At this juncture, over one hundred million US individuals are living in chronic pain at a cost of over $530 billion a year. Have we reached epidemic proportions? Yes that point has been reached, and front and center with this problem are narcotic prescriptions. What makes them so popular? They end up being an easy answer for pain doctors, who can perform the easy option – the quick fix prescription. Narcotics may relieve pain, but the problem is not fixed.
Narcotics often work their “magic” by dulling the nervous system, but while doing it they may be highly addictive. Tolerance may set in, where the individual needs more medication to get the same pain relief. Even with no change in the patient’s anatomical problem, the dosing of pain medication needed for the same amount of pain relief may begin to spiral out of control. Also, there is a situation termed opioid induced hyperalgesia (OIH) where a person can end up dealing with increased pain even when narcotics are increased.
Other side effects of chronic narcotic usage may include immune system suppression, depression, altered sleep, or endocrine dysfunction.
With chronic pain, unfortunately there is no objective test to identify the amount of pain a person is experiencing. It is a subjective experience. It may cause inability to work, socialize, play with one’s kids, or have fun with recreational activities.
It is difficult to completely eradicate chronic pain, and the true focus should be on improving function instead of simply numbing pain. Does this mean getting rid of pain completely?

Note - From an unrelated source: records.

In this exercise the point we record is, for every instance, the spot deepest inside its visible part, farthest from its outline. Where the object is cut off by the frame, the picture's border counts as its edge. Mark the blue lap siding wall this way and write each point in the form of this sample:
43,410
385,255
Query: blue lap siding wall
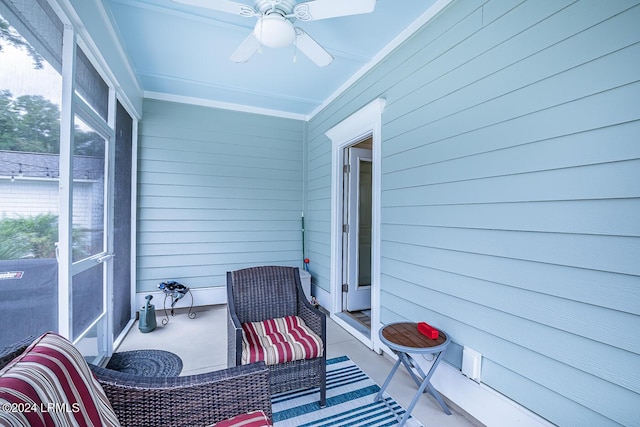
511,196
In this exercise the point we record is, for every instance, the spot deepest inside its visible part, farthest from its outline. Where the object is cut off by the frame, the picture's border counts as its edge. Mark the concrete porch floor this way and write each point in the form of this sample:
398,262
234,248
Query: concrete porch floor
201,343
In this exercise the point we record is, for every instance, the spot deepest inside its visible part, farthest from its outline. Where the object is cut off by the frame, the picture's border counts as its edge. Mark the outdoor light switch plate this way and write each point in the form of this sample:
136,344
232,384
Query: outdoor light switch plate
471,363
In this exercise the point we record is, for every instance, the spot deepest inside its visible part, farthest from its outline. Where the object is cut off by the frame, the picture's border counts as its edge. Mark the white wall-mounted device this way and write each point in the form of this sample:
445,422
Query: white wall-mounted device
471,363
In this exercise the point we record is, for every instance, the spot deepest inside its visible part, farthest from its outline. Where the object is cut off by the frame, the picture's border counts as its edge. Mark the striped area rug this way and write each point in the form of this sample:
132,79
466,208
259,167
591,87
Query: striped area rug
350,394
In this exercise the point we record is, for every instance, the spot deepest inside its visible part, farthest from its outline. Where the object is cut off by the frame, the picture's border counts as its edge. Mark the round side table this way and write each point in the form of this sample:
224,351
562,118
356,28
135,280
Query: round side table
404,339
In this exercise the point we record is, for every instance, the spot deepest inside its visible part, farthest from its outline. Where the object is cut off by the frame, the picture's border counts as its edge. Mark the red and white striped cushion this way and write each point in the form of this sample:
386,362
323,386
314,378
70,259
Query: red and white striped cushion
279,340
251,419
50,384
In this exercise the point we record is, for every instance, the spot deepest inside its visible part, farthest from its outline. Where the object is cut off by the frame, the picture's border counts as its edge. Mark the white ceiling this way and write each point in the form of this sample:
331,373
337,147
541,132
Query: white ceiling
182,52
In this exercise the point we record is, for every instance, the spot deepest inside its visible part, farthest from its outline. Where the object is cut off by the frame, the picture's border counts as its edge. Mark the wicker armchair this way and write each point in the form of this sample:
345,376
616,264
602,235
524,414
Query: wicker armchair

It could simply mean helping individuals learn to live with their pain.
Non-narcotic methods of helping patients function better with chronic pain include physical therapy, relaxation exercises, chiropractic treatment, acupuncture, spinal decompression therapy, diet and exercise improvement, and stress management.
These types of treatment may be apparent in an integrated pain clinic, utilizing both traditional and alternative methods. One of the main issues is that the integrated treatments work, but are not routinely covered by insurance plans. In these economic tough times, patients often rely on their insurance and do not necessarily have the means to pursue alternative treatments, even if it would result in a better outcome.